This week we have a young adult terrier cross that presents for evaluation of emaciation, inability to gain weight, and panhypoproteinemia. This is not your run of the mill case! Post your comments below.
Teaching and learning about veterinary diagnostic imaging.
This week we have a young adult terrier cross that presents for evaluation of emaciation, inability to gain weight, and panhypoproteinemia. This is not your run of the mill case! Post your comments below.
There is severe loss of serosal detail due to the thin body condition of the patient. Multiple loops of small bowel are severely gas distended and appear to have a plicated pattern. The stomach is full of granular appearing ingesta, which is also seen extending down the duodenum on the v/d projection. An angular mineral opacity is present in the caudal small bowel. There is a convex soft tissue density seen intruding into an enlarged loop of small bowel in the dorsal abdomen on the left lateral projection.
Distended bowel loops with a convex soft tissue appearance could indicate intussusception. The foreign material in the stomach and duodenum, gravel sign, and plication suggest a linear foreign body and chronic partial obstruction. Decreased dorsal detail is likely in part due to poor body condition although the presence of peritoneal effusion is likely.
Chronic linear foreign body with multiple intussusceptions
Multiple intussusceptions containing hard-shadowing foreign material were seen on ultrasound exam. On radiographs, the intussuscepting bowel is often outlined by gas in the distal portion of the bowel loop, appearing as a blunt-ended, soft tissue opacity.
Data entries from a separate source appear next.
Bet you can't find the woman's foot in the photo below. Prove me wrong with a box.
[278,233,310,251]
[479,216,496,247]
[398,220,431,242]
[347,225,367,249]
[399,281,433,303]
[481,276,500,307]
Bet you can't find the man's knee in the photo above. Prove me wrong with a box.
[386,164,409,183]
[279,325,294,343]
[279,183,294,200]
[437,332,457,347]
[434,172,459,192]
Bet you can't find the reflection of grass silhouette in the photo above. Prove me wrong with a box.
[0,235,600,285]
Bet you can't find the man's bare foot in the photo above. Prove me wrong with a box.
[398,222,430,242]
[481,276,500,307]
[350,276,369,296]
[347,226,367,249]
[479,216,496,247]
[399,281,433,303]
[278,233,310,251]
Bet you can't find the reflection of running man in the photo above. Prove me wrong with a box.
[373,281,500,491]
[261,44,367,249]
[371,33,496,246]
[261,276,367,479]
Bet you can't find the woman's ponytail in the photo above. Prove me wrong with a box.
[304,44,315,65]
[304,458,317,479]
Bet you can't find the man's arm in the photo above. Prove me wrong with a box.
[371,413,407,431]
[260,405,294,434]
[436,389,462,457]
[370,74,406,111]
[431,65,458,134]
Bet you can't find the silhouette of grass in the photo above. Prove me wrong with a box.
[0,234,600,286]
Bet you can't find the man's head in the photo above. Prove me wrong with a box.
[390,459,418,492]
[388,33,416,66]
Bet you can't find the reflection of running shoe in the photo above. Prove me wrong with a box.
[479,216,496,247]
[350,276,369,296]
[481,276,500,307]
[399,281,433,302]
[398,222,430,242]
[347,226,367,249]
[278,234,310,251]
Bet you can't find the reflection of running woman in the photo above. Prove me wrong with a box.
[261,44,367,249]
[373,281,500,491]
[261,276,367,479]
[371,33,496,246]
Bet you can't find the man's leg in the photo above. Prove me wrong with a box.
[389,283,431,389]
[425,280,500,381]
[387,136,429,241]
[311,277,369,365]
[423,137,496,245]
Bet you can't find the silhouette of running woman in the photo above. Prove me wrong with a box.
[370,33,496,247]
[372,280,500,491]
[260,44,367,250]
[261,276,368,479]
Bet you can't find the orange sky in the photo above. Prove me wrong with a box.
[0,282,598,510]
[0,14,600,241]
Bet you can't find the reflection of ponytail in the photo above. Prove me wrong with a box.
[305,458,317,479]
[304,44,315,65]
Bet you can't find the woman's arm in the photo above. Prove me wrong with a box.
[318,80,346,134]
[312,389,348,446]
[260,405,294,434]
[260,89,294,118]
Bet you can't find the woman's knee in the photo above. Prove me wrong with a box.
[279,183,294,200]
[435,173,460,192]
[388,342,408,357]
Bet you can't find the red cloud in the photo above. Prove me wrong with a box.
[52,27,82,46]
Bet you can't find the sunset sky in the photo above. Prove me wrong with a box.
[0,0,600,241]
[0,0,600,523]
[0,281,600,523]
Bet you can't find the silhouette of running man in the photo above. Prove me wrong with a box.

Because of poor prognosis, euthanasia was elected. The gastrointestinal tract is plicated and enlarged (white arrows) with several intussusceptions (black arrows). The plication pattern is difficult to discern because of the marked distension of the bowel loops.
dcissell says
The patient has a poor body condition, mild abdominal distension, and very poor abdominal serosal detail. A large amount of mottled opacity ingesta is present within the stomach as well as in a loop of intestine along the right body wall that most likely represents the duodenum. There is marked, segmental gas dilation of multiple loops of small intestine; the dilated loops in the cranioventral abdomen shouldn’t be colon and multiple small, rounded gas opacities are present in the caudoventral abdomen representing normal diameter intestinal loops. More specifically, on the VD projection, there are a couple of gas opacities that bother me: in the left cranial abdomen, there is a crescent-shaped gas-filled viscus superimposed on the left 13th rib that looks like cecum; in the right cranial abdomen, there is a large, round, gas-filled viscus.An irregular, angular, mineral opacity is present in the caudal abdomen on the left lateral projection. Radiographic diagnoses: (1) Peritoneal effusion, most likely transudate given the history of hypoproteinemia; (2) Mechanical intestinal obstruction; it would have to be a chronic partial obstruction to explain the history and the lack of vomiting, although I don’t see a gravel sign. I would still include foreign body ingestion, intestinal parasitism, intestinal stricture / adhesion. The unusual gas-filled viscuses in the cranial abdomen (and the date) make me wonder about something unusual like a colonic torsion (not classic, since I see the descending colon pretty clearly) or congenital anomaly like an intestinal diverticulum. The mineral opacity in the caudal abdomen on the left lateral projection may represent a foreign body or an unusual accumulation of indigestible material (i.e. gravel sign).
DustieCat says
Wow – awesome case!
I’d thought intussusception based on the strange tear shaped gas bubbles and the geometric rectangular gas pattern in a loop of bowel by the left body wall (which I wrongly thought was an ileocaecocolic intussusception), but didn’t pick the linear foreign body! In retrospect I can appreciate the plication!